Схватив Питера за руку, Хэнк потащил его к дереву неподалеку, и через минуту они сидели уже на толстых ветках, надежно укрытые от посторонних взглядов густой зеленой листвой.
Хэнк вдруг замер.
— Тсс! Мистер Куджер, директор — вон, смотри!
Невидимые, они впились в него глазами.
Мистер Куджер, человек лет тридцати пяти, прошел прямо под их деревом. На нем был светлый наглаженный костюм, в петлице розовела гвоздика, из-под коричневого котелка блестели напомаженные волосы. Три недели тому назад, когда аттракционы прибыли в городок, он, приветствуя жителей, почти беспрерывно размахивал этим котелком и нажимал на клаксон своего блестящего красного «форда».
Вот мистер Куджер кивнул и что-то сказал маленькому слепому горбуну. Горбун неуклюже, на ощупь, запер мистера Куджера в черной корзине и послал ее стремительно ввысь, в сгущающиеся сумерки. Мотор выл и жужжал.

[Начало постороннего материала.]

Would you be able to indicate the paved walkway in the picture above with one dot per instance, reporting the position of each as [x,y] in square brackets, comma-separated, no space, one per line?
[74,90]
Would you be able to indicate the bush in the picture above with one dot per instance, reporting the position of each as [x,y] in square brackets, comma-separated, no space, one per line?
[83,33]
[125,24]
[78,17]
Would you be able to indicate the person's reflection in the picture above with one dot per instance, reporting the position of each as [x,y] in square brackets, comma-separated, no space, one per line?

— Смотри! — прошептал Хэнк. — «Чертово колесо» крутится неправильно! Назад, а не вперед!
— Ну и что из этого?
— Смотри хорошенько!
Двадцать пять раз прокрутилось огромное черное колесо. Потом слепой горбун, протянув вперед бледные руки, на ощупь выключил мотор. Чуть покачиваясь, колесо замедлило ход и остановилось.
Черная корзина открылась, и из нее выпрыгнул мальчишка лет десяти. Петляя между балаганами и аттракционами в шепоте ветра, он быстро зашагал прочь.
Питер едва не сорвался с ветки, его взгляд метался по «чертову колесу».
— Куда же девался мистер Куджер?
Хэнк ткнул его торжествующе в бок:
— А еще мне не верил! Теперь убедился?
— Что он задумал?
— Скорей за ним!
Хэнк камнем упал с дерева, и еще до того, как ноги его коснулись земли, он уже мчался вслед за десятилетним мальчиком.
Во всех окнах белого дома миссис Фоли, стоявшего у оврага, в тени огромных каштанов, горел свет. Кто-то играл на рояле. За занавесками, в тепле дома, двигались силуэты. Дождь все шел, унылый, неотвратимый, бесконечный.
— До костей промок, — пожаловался Питер, сидя в кустах. — Будто из шланга окатили. Сколько нам еще ждать?
— Тише! — прошипел Хэнк из-за завесы дождя.
Следуя за мальчиком от самого «чертова колеса», они пересекли весь городок, и темные улицы привели их к дому миссис Фоли, на край оврага. И сейчас в теплой столовой дома незнакомый мальчик обедал, уписывая за обе щеки сочные отбивные из барашка и картофельное пюре.
— Я знаю, как его зовут, — торопливо зашептал Хэнк. — Мама на днях о нем говорила. Она сказала: «Ты, наверное, слышал, Хэнк, про сироту, который будет жить теперь у миссис Фоли? Его зовут Джозеф Пайке, недели две назад он пришел к миссис Фоли прямо с улицы и рассказал, что он сирота, бродяжничает, и спросил, не найдется ли ему чего-нибудь поесть, и с тех пор их с миссис Фоли водой не разольешь». Это мне рассказала мама. Хэнк замолчал, не отрывая взгляда от запотевшего изнутри окна. С носа его падали капли. Он стиснул локоть Питера, сжавшегося от холода. — Он мне сразу не понравился, Пит, еще в первый раз, как я его увидел. Он… злой какой-то.
— Я боюсь, — захныкал, уже не стесняясь товарища, Питер. — Мне холодно, я хочу есть, и я не понимаю, что здесь делается.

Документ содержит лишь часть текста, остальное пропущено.